Mas também em Portugal os serviços de segurança e saúde das empresas são, em larga maioria, externos, por prestação de serviços.É verdade que a legislação estipula o equipamento a ter e  o que devem fazer estes serviços vistoriados pela Autoridade para as Condições de Trabalho e pela Direção Geral de Saúde.Mas quando falamos com os trabalhadores vemos que na prática, em muitos casos, não existe rigor no que respeita a exames médicos , nem se efectua avaliação de riscos e trabalha-se em condições pouco saudáveis.Existem milhares de pequenas empresas que, em rigor, deveriam ser fechadas por insalubridade.Tal rigor, porém, levaria à destruição também de milhares de postos de trabalho!
Ora, a presente pandemia obriga as autoridades de saúde e das condições de trabalho, bem como as organizações de trabalhadores, a uma profunda reflexão sobre o que se passa e vai passar para se tirarem conclusões positivas.Os governos terão que fazer contas porque o investimento na saúde será no futuro um dos melhores investimentos públicos.Por outro lado, há que concluir que a questão da segurança e saude dos trabalhadores deve estar no coração do sistema público de saúde.A promoção da segurança e saúde dos trabalhadores não é apenas um problema das empresas e dos trabalhadores.É um problema de toda a sociedade.É um problema de uma economia que não mate!
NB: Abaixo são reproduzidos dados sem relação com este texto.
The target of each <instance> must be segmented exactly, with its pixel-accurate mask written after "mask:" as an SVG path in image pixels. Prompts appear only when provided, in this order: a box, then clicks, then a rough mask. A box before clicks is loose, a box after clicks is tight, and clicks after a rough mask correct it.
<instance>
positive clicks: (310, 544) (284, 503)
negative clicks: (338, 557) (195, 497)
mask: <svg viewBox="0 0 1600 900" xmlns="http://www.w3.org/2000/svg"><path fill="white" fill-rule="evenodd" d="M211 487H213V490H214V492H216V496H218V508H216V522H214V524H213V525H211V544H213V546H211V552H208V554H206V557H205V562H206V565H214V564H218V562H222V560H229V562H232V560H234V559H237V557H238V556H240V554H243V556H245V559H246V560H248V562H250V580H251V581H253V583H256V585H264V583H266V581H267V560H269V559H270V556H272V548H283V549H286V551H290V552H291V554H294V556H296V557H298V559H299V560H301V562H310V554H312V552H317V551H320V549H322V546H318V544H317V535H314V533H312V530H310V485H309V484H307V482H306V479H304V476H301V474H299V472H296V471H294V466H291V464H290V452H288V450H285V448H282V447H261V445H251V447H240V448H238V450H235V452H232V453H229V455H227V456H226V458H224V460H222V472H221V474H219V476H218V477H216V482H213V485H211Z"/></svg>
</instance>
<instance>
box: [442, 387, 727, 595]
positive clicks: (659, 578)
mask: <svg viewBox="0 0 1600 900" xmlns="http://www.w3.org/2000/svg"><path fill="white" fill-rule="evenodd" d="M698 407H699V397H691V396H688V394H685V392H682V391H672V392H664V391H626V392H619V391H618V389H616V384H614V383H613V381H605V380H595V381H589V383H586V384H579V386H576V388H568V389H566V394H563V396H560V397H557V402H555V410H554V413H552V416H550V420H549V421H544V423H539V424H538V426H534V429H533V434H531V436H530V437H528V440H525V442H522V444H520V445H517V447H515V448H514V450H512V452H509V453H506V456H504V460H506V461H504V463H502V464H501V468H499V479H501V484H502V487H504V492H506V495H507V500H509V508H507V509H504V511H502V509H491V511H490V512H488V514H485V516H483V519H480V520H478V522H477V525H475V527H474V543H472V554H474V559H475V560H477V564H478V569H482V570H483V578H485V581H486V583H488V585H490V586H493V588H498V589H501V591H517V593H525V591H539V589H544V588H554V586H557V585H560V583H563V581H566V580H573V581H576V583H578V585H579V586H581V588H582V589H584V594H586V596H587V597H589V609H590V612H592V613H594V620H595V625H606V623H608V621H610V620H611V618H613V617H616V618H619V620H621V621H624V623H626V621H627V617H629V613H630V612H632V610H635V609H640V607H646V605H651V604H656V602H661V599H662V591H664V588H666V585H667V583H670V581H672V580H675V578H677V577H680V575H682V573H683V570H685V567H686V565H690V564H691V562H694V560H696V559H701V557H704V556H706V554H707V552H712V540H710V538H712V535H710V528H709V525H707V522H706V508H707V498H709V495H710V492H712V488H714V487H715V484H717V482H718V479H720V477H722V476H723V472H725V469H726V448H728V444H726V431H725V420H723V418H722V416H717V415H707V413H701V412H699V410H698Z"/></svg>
Empresas terão que se preparar para situações pandémicas

No futuro as empresas e o Estado terão que melhorar, não apenas os sistemas de segurança e saúde nos locais de trabalho, mas preparar estes para enfrentarem situações pandémicas como a que agora estamos a enfrentar.
Tal como agora são obrigatórios em determinados trabalhos esquipamentos de proteção individual e colectiva , bem como os extintores e outros meios de combate aos incendios também no futuro as empresas terão que estar preparadas para defender de forma muito mais eficaz a segurança e saúde dos trabalhadores com medidas a integrar na avaliação do risco e nos planos de segurança e saúde.Terão que ter planos de contingência e equipamento de proteção individual adequado a um surto como o que estamos a enfrentar.
Ao nível estrutural os locais de trabalho também devem , logo na sua concpção,integrar as preocupações pandémicas.Vamos continuar a trabalhar em «open spaces», locais abertos, sem as distâncias legais entre os postos de trabalho , todos ao monte e fé em Deus? A construir call centers e outros locais de trabalho que parecem galinheiros?
A próxima Estratégia Comunitária de Segurança e Saúde no Trabalho para 2021-27 deveria ter em conta esta nova questão  da pandemia.O investimento na saúde e concretamente na saúde dos trabalhadores é um investimento que vai dar frutos precisosos no futuro, nomeadamente evitando mortes, sofrimento e perdas económicas.A saúde das pessoas tem que ter uma abordagem global, integral.A pessoa é a mesma em casa e no trabalho, no lazer e na vida social.A estratégia preventiva da saúde, onde deve estar o fundamental do investimento, deve visar, com a participação dos trabalhadores, o bem estar destes em casa, no trabalho e no lazer.